Bedenimizin doğal saati olan biyolojik saat, her sabah aynı saatte kalkmamızı sağlayan ve uykumuzu getiren, vücudumuzda pek çok işlevin zamanını ayarlayan bir sistemdir. Biyolojik saat sayesinde hücrelerimiz ne zaman yoğun ve ne zaman daha az çalışacaklarını ayarlar. Biyolojik saati kısaca bedenin kendi dili olarak da tanımlayabiliriz.
Biyolojik saatimiz nasıl çalışıyor?
06:00 Bu saat metabolizmanın uyanmaya başladığı saattir. Yeterli kortizon salgılayan vücut, kendini aktive etmeye başlar.
08:00 Vücudun kendini hazırlama evresidir. Bu nedenle sabah saatleri spora ve yorucu aktivitelere çok uygun değildir. Sindirim sistemi iyi çalıştığı için güne sıkı bir kahvaltıyla başlamak iyi bir seçenektir.

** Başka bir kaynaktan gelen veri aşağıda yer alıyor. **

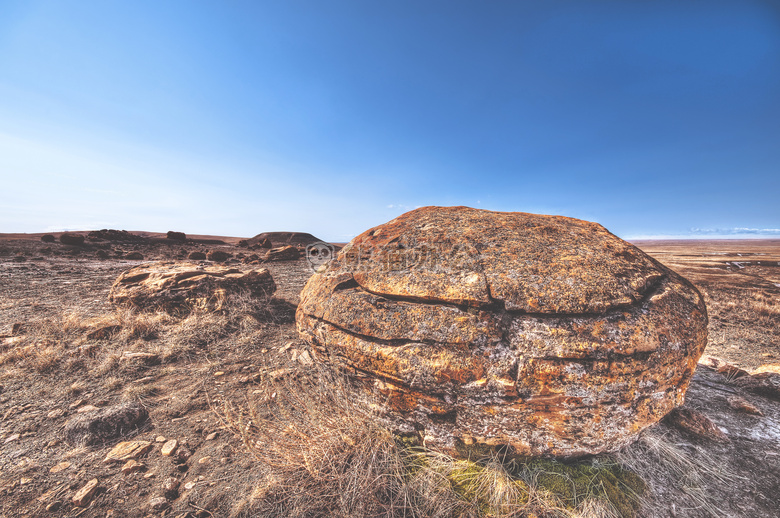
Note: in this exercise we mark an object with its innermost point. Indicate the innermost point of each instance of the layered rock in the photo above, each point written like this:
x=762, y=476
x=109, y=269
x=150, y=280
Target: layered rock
x=182, y=286
x=543, y=332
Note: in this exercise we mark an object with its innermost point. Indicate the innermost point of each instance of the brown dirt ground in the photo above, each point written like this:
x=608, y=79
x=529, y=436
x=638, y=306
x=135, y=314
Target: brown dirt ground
x=200, y=364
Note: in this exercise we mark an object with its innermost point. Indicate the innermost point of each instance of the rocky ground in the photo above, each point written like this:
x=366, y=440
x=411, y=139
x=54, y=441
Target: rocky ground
x=67, y=357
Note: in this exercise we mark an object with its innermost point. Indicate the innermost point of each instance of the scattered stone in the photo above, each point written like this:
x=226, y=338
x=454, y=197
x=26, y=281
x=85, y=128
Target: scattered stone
x=71, y=239
x=741, y=404
x=182, y=455
x=128, y=450
x=696, y=424
x=763, y=383
x=305, y=359
x=182, y=286
x=542, y=332
x=104, y=333
x=56, y=413
x=171, y=487
x=105, y=424
x=132, y=466
x=283, y=253
x=218, y=256
x=264, y=243
x=62, y=466
x=84, y=496
x=169, y=447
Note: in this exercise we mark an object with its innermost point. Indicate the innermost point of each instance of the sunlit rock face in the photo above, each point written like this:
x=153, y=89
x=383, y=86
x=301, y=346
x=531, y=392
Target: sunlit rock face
x=180, y=287
x=546, y=333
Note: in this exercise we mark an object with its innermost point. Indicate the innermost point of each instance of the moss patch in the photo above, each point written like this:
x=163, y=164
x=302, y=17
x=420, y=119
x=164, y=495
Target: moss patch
x=574, y=483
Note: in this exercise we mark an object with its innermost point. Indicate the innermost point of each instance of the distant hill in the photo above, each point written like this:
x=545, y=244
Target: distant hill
x=285, y=238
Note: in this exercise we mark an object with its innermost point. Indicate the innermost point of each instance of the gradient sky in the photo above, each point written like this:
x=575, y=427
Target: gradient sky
x=234, y=118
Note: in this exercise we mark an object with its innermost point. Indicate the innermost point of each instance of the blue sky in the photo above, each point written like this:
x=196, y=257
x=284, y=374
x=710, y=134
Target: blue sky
x=233, y=118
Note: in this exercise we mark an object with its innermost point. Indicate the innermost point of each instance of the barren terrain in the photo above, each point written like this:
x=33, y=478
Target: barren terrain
x=223, y=384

09:00 Vücudun en zinde olduğu saatlerden biridir. Herhangi bir diş tedavisi veya doktor ziyareti için uygundur.
10:00 Vücudun en verimli ve sağlıklı çalıştığı saattir. Vücut ısısı yüksektir.
11:00 Vücudun verimli olduğu saatler devam eder. Hesaplama ve analiz işlemlerine konsantre olmak kolaydır.

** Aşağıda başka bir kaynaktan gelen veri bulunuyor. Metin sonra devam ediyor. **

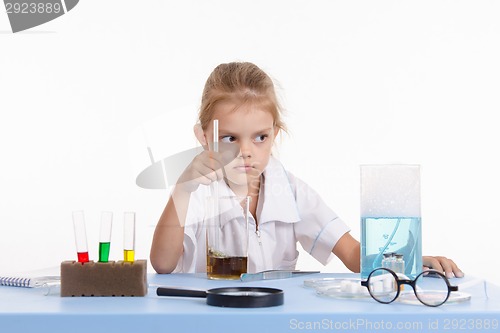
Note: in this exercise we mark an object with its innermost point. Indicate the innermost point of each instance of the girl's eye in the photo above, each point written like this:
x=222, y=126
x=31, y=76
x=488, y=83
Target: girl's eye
x=261, y=138
x=228, y=139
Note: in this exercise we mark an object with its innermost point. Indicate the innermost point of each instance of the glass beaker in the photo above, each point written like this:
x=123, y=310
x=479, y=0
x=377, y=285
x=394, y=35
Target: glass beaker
x=390, y=216
x=226, y=223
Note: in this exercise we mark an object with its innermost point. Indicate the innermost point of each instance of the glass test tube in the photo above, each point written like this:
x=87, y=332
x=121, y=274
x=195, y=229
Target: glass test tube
x=128, y=236
x=105, y=236
x=80, y=236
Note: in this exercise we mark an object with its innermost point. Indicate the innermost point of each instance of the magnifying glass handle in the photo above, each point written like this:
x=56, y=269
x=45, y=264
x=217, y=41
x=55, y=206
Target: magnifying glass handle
x=163, y=291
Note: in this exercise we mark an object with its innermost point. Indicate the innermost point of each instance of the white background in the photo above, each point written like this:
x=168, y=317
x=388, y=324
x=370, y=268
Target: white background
x=82, y=97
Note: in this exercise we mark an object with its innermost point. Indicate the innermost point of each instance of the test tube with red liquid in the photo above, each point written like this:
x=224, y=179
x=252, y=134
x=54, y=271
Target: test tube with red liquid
x=80, y=236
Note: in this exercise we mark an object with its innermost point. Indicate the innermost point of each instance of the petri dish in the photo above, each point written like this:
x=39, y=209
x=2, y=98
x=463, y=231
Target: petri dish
x=338, y=288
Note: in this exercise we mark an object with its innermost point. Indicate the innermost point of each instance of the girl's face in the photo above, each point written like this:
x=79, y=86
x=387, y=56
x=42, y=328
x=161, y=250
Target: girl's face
x=252, y=129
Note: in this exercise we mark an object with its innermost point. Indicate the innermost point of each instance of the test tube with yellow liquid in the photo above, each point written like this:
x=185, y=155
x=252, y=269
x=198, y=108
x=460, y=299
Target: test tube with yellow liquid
x=128, y=236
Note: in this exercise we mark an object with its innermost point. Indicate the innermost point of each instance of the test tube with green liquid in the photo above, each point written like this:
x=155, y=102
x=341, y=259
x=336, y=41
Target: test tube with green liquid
x=105, y=236
x=128, y=236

13:00 Vücudun verimi düşer ve uyku gelmeye başlar. Mide asidi fazlalaşır ve vücut alt kapasitede çalışır.
15:00 Hormon seviyesi ve tansiyon düşüktür. Acının daha az hissedildiği zaman dilimidir.

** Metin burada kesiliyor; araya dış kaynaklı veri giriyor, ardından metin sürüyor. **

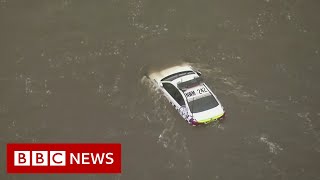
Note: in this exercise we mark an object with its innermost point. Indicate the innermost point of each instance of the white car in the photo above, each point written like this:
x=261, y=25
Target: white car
x=192, y=98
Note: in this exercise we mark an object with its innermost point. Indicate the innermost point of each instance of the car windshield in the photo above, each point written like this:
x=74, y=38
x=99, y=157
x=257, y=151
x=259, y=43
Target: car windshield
x=177, y=75
x=191, y=83
x=203, y=104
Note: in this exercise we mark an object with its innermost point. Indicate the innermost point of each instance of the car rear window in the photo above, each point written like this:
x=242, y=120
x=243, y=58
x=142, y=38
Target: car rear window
x=177, y=75
x=203, y=104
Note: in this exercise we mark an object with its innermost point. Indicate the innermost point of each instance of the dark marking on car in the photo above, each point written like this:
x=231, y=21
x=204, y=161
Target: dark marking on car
x=189, y=94
x=202, y=90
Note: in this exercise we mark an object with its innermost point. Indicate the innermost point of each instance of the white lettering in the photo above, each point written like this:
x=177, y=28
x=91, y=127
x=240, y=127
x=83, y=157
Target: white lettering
x=76, y=159
x=85, y=156
x=109, y=158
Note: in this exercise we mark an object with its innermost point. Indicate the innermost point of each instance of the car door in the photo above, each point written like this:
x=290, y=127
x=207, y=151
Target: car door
x=174, y=95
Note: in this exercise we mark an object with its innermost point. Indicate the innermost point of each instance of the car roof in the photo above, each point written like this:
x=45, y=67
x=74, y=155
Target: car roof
x=158, y=76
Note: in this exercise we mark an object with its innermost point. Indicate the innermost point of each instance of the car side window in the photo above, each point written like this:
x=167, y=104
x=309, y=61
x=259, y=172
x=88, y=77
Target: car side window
x=174, y=92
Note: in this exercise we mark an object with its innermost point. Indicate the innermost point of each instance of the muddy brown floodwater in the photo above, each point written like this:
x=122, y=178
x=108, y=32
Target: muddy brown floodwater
x=72, y=71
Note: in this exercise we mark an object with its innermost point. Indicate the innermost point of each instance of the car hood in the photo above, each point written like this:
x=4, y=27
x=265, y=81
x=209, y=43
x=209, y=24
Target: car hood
x=210, y=114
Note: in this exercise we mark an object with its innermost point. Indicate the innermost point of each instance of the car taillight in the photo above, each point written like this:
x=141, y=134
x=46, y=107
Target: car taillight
x=194, y=122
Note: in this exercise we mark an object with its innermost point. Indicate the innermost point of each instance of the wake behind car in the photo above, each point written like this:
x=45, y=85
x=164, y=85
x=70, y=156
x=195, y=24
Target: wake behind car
x=192, y=98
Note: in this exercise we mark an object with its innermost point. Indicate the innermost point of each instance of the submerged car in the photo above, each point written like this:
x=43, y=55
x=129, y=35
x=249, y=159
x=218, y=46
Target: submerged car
x=192, y=98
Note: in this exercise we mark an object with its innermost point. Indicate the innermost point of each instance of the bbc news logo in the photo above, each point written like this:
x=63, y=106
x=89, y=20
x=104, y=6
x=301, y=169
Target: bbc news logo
x=64, y=158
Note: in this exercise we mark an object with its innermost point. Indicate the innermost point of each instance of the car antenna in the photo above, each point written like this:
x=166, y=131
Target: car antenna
x=192, y=107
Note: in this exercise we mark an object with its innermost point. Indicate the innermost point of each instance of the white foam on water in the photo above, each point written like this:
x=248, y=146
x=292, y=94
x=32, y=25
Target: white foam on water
x=273, y=147
x=169, y=136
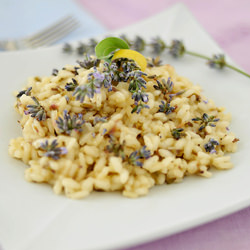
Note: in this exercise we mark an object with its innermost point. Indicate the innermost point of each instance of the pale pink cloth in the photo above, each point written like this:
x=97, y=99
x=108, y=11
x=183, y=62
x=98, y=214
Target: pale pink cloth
x=228, y=22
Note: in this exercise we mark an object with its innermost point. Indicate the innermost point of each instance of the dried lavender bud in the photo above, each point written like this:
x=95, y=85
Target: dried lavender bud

16:00 Vücut yeniden verimli çalışmaya başlar. Spor için ideal zamanlardandır. Tansiyon ve dolaşım sistemi ideal seviyededir.
18:00 Akşam yemeği için vücut hazırdır. Karaciğer diğer saatlere göre daha aktiftir.
20:00 Alerji ve astım hastalarının ilaç almaları için uygun saatlerdir. Karaciğer yağ oranı düşüktür. Antibiyotik kullanımı için de uygun zaman dilimidir.
21:00 Sindirim organlarının yavaş yavaş sistemi kapattığı saattir. Bu saatten sonra yenen yemekler zor hazmedilir.
23:00 Dinlenmek için ideal saatlerdir. Stres hormonu azalır. Vücut ısısı ve tansiyon düşer.
24:00 Vücut uyku için hazırdır. Verimlilik çok düşüktür.
Biyolojik saatimize uygun yaşamak en başta bağışıklık sistemimizi güçlendirir. Yorgunluk ve benzeri şikayetlere daha az sahip oluruz. Ruh hali inişli çıkışlı olmayacağı için depresyona yakalanma riskimiz de azalır. Vücut ritmine ugun yemek yiyip içtiğimiz için kilo almak zorlaşır. Öğrenme kabiliyeti ve unutkanlık gibi sorunlarla karşılaşma ihtimali çok daha düşüktür.